Exercising out in the park yesterday, in the middle of a set of stretches, I realized that I had not addressed the issue of natural foods versus commercial supplements that are available in Japan and what they are good for. In my opinion, Japan is a treasure trove of healthy food and there is so much of it that people should be making pilgrimages here in a form of health tourism, much the same as expats from Tokyo go to Thailand to do high colonics (a body detoxification program). The following is just a smattering of my favorite Japanese healthy foods – in fact there is so much information on the subject that you could fill a book with the full spectrum available.

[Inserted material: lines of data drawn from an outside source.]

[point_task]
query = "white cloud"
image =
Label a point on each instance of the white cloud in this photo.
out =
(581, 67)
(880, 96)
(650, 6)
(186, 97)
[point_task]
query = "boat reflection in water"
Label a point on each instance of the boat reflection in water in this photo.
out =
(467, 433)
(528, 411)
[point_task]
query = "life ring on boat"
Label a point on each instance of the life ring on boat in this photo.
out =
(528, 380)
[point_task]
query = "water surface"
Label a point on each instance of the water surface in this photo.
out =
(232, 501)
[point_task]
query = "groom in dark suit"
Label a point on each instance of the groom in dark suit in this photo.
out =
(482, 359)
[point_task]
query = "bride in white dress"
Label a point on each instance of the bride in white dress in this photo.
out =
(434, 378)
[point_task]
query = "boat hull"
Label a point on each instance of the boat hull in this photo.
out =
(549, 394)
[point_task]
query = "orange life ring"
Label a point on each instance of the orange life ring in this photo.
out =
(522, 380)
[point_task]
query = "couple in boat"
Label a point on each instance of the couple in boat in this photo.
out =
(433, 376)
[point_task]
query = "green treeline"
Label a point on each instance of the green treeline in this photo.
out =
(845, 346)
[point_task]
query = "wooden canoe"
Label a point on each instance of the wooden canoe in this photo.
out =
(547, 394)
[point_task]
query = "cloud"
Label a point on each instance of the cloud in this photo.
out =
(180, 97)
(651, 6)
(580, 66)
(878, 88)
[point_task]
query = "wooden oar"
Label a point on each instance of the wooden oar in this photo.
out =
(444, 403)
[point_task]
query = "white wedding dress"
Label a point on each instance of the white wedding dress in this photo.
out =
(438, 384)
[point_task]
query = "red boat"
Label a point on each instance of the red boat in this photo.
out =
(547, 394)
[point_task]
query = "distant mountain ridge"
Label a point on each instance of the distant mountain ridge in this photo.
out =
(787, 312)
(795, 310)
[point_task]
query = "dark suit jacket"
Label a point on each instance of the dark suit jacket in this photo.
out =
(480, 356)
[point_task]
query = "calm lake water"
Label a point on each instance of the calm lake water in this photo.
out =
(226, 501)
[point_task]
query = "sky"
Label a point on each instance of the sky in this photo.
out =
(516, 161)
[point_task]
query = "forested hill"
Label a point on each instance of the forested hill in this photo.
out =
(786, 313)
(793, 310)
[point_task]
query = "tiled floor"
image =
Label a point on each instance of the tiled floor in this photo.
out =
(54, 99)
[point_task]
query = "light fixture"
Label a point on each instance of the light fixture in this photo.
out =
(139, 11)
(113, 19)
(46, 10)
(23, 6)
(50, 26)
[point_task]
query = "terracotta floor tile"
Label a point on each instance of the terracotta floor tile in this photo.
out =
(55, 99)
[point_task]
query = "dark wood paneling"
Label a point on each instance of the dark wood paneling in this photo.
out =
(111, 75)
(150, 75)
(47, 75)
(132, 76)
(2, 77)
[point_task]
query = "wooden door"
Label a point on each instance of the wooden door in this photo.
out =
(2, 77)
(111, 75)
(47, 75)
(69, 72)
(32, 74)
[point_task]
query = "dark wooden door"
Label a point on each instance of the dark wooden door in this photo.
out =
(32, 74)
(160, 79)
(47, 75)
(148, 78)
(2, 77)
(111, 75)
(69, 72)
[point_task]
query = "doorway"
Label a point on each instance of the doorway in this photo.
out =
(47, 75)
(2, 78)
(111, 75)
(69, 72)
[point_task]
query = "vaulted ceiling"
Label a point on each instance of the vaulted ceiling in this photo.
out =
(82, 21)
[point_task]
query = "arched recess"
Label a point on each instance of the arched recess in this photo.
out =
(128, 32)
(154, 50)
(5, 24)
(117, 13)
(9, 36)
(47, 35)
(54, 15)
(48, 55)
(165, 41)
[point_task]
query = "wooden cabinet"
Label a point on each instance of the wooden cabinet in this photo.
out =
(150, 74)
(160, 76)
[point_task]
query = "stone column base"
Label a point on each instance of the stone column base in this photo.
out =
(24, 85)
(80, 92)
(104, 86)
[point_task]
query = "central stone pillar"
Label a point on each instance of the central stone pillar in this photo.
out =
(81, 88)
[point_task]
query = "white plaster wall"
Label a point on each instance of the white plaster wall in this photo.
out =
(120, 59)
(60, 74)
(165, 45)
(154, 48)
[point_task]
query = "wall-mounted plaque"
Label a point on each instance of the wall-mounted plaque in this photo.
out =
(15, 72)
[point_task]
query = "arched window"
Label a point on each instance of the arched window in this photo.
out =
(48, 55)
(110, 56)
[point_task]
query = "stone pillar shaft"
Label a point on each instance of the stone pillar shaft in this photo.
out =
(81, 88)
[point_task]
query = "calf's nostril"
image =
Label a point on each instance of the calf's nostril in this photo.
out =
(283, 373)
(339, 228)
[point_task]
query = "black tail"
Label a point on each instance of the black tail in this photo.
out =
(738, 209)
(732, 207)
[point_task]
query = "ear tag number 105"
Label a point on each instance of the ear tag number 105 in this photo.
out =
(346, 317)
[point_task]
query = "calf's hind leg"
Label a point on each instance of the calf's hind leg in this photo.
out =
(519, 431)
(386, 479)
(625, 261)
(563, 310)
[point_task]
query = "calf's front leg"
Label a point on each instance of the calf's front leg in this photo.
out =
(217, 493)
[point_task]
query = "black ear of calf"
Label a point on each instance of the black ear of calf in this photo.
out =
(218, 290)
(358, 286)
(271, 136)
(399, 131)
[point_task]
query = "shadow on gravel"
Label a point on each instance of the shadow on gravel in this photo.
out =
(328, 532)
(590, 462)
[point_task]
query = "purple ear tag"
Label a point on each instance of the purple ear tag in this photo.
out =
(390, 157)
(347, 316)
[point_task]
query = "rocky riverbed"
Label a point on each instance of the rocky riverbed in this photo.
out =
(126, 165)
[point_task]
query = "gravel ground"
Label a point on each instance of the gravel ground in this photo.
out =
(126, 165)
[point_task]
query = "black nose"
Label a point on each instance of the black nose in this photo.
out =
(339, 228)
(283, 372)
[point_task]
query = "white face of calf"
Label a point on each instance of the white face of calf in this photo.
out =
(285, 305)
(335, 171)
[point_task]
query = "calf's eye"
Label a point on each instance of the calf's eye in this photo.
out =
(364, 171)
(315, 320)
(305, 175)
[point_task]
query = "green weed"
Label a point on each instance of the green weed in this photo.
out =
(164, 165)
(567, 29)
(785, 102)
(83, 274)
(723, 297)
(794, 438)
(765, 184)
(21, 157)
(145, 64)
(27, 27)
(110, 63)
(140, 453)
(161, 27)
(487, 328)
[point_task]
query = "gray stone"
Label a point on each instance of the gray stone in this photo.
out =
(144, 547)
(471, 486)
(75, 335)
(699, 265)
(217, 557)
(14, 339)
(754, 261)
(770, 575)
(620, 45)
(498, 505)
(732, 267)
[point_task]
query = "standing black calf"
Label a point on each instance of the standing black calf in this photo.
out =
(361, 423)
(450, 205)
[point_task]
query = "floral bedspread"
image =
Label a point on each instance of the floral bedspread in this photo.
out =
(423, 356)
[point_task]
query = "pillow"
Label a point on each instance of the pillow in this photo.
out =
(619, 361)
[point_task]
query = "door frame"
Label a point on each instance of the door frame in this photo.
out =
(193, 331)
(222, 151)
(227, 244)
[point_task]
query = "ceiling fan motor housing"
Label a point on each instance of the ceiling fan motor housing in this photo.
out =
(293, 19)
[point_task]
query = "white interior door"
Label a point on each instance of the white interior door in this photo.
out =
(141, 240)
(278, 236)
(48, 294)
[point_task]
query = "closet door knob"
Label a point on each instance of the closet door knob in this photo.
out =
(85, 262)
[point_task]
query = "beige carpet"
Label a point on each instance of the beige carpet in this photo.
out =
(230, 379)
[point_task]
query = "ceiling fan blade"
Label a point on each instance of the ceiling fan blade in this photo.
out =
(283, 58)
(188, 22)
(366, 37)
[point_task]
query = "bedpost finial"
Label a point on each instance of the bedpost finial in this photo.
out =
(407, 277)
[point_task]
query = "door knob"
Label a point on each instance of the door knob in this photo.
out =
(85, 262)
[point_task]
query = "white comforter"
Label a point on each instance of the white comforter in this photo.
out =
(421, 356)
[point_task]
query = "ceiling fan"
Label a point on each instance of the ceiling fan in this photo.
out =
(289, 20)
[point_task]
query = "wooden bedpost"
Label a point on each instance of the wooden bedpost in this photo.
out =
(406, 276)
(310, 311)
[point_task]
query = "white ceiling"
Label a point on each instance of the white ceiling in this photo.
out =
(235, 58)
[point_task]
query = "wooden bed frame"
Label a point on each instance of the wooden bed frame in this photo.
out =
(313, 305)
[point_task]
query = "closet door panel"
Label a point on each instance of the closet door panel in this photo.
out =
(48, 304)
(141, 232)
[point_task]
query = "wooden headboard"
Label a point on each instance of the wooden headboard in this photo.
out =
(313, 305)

Natto: There is a lot of debate among health circles as to whether foods derived from soy beans processed with modern technology are really good for you or not. There is some evidence that modern processing causes a concentration of isoflavones, which contain a form of estrogen that could have a drug-like effect in the body. Traditional Japanese food processing, however, focuses on using soy in a holistic way, ensuring all parts of the food are kept together as nature intended. Thus, eating Tofu is probably OK.

But more than tofu, one whole food version of soy beans that is particularly good for you is natto. This fermented food is rich in an enzyme called Nattokinase, which has been found to be excellent for improving heart health and stroke prevention by reducing the likelihood of blood clots. Natto is also very high in Vitamin K, which is essential for the proper formation and health of your bones. Research has found that areas of Japan where the consumption of natto is high, there is a low incidence of osteoporosis.

Genmai (Brown rice): While a steaming bowl of white rice is the perfect accompaniment to a Japanese meal, the fact is that it is white because it has had all the nutrients in the bran layer taken out of it. All you have left is carbohydrates. Instead, try switching to brown, unpolished rice, which is loaded with vitamins and minerals.

Brown rice has 400% more vitamin B1 than white (B1 converts carbohydrates to energy); 300% more fiber, for bowel health; and you can also receive various essential oils through consumption as well. Many people complain that genmai is hard to digest. The trick is to cook it with some crushed barley, which is sold for the purpose, and causes the grain to soften up and become almost puffy. The resulting rice tastes great.

Kaiware (Horse Radish sprouts): Vegetables out of season can be extremely expensive in Japan, so it’s easy to forgo your salads in the winter and wait for prices to come down again, but that is not a healthy option. Recently in Japan, hydroponic produce has become popular, and in particular hydroponically grown vegetable sprouts. My favorite is Kaiware (horse radish sprouts), which you can buy at any large supermarket for just one hundred yen a serving, which is loaded with vitamins and minerals. Some researchers say that sprouts are in fact the best form of fresh vegetable that you can eat, because they are so bioactive.

Macha (Green Tea): On a recent visit to the USA, I was surprised to find that green tea has taken on an almost mythical status as an anti-aging super food, due to its high concentration of antioxidants. The active ingredient in green tea is catechin polyhenols, which have been proven and documented (see Wikipedia.com on the subject) to inhibit certain types of cancer, reduce cholesterol levels, and generally boost your immune and nervous systems. Ideally you should try to drink at least a cup or two of green tea daily, but remember that it contains caffeine, so drinking later in the evening may give you insomnia – unless you’re working on a deadline, in which case it’s perfect!